We considered the patient as high risk, given his symptoms of worsening cough, dyspnoea, increased work of breathing, increasing hypoxia with acute deterioration and due to his age, sex and past medical history 7. Although we could attribute many of the symptoms to impending airway obstruction, it was deemed too risky for the attending clinicians to rule out a COVID‐19 infection, therefore, the decision was made to treat his as a suspected case. The rapid deterioration of the patient meant there was no time to wait for the laboratory results. We have subsequently established that the patient was indeed COVID‐19 positive, justifying the decision to manage the case as we did.

High‐risk aerosol‐generating procedures, such as tracheal intubation and surgical tracheostomy, may put the anaesthetists, anaesthetic assistants and surgeons at risk of nosocomial infections, and this was at the forefront of the multidisciplinary discussion. We decided the patient would not tolerate a surgical tracheostomy under local anaesthesia due to his inability to closely follow instructions, lie supine and remain still for the duration of the procedure. In addition, this high‐risk aerosol‐generating procedure required controlled conditions to reduce the impact of transmitting viral load to the staff present in theatre.

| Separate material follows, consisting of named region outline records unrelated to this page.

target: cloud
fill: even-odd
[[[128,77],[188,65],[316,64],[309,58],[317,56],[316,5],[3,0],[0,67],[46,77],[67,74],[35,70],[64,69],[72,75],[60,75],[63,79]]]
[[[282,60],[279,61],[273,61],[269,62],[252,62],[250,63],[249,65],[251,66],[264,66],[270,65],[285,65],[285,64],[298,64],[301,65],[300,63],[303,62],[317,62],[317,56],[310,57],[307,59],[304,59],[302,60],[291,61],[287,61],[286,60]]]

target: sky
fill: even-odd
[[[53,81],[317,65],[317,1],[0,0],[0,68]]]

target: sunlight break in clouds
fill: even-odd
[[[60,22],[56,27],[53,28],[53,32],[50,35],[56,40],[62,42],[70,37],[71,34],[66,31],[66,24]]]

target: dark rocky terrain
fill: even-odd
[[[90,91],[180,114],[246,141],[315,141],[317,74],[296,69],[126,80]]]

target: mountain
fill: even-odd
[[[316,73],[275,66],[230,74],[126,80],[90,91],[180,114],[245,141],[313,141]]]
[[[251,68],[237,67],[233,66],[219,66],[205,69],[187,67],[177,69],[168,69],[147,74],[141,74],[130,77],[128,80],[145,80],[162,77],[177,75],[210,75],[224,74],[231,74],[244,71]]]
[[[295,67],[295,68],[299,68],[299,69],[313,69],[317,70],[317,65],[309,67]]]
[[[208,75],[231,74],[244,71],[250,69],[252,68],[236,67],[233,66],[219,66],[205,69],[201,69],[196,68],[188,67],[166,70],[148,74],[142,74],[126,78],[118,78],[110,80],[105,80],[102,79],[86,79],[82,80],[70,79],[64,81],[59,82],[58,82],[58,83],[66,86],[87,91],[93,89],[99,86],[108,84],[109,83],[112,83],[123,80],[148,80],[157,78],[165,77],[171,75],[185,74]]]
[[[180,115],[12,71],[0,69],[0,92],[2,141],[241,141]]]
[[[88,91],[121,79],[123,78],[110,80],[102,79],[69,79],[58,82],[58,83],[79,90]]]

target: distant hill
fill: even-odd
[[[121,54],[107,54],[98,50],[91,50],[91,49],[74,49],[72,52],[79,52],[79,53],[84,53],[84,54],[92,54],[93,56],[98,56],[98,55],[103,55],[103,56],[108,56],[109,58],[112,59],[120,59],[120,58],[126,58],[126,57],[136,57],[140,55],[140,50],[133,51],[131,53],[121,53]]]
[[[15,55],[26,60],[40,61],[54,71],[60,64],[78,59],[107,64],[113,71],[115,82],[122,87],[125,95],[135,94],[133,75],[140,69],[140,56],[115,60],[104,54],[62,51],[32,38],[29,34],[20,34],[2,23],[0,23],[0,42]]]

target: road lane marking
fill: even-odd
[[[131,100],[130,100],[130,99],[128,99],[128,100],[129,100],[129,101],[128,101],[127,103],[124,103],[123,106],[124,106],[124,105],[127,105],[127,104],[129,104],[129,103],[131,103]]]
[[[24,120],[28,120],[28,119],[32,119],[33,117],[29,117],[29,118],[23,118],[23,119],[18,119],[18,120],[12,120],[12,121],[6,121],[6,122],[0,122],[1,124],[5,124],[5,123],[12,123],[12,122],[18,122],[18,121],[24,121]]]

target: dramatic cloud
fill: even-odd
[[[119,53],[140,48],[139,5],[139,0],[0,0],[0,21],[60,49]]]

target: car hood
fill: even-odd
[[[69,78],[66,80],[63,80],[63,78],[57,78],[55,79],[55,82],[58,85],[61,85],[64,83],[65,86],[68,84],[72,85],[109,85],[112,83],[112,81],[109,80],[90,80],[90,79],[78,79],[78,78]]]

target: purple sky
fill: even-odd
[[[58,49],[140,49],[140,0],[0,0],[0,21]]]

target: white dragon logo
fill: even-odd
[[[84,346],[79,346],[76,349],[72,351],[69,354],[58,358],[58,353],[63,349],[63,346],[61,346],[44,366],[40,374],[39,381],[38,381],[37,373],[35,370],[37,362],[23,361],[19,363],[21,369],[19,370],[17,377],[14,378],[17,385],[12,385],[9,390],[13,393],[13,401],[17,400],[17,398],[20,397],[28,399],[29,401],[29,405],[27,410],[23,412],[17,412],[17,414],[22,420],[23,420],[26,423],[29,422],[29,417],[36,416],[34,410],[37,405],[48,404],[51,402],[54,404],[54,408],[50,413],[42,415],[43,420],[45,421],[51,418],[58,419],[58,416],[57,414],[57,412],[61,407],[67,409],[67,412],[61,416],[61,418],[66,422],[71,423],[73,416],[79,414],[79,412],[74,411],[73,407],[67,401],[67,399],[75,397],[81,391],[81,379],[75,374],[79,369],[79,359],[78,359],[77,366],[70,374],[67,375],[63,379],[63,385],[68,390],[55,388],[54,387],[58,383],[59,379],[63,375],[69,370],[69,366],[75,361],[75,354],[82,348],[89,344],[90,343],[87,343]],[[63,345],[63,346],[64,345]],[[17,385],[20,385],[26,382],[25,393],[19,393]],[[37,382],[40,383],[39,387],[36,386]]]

Despite undergoing a debulking procedure 1 month prior in another hospital, the patient presented with a 62‐mm tumour involving his glottis and vallecula progressing to critical airway obstruction. Tracheal intubation following the induction of general anaesthesia was too risky for various reasons. He was a suspected COVID‐19–positive patient, therefore, additional precautions would have to be taken, such as donning of full PPE, avoiding facemask ventilation, avoiding multiple attempts at laryngoscopy, rapid progression to tracheal intubation through a supraglottic airway in the event of a failed tracheal intubation and then rapidly moving onto an emergency front‐of‐neck airway. In addition to the modified tracheal intubation plan, the patient had an obstructed airway and features of respiratory failure, and would, therefore, rapidly desaturate 8, 9. We opted for a modified ATI technique largely based on the principles of the Difficult Airway Society (DAS) guidelines for ATI 2, taking into consideration specific requirements for this case. To our knowledge this is the first reported case of an ATI in a suspected COVID‐19–positive patient, therefore, we were unable to follow any previously published guidance specific to this scenario.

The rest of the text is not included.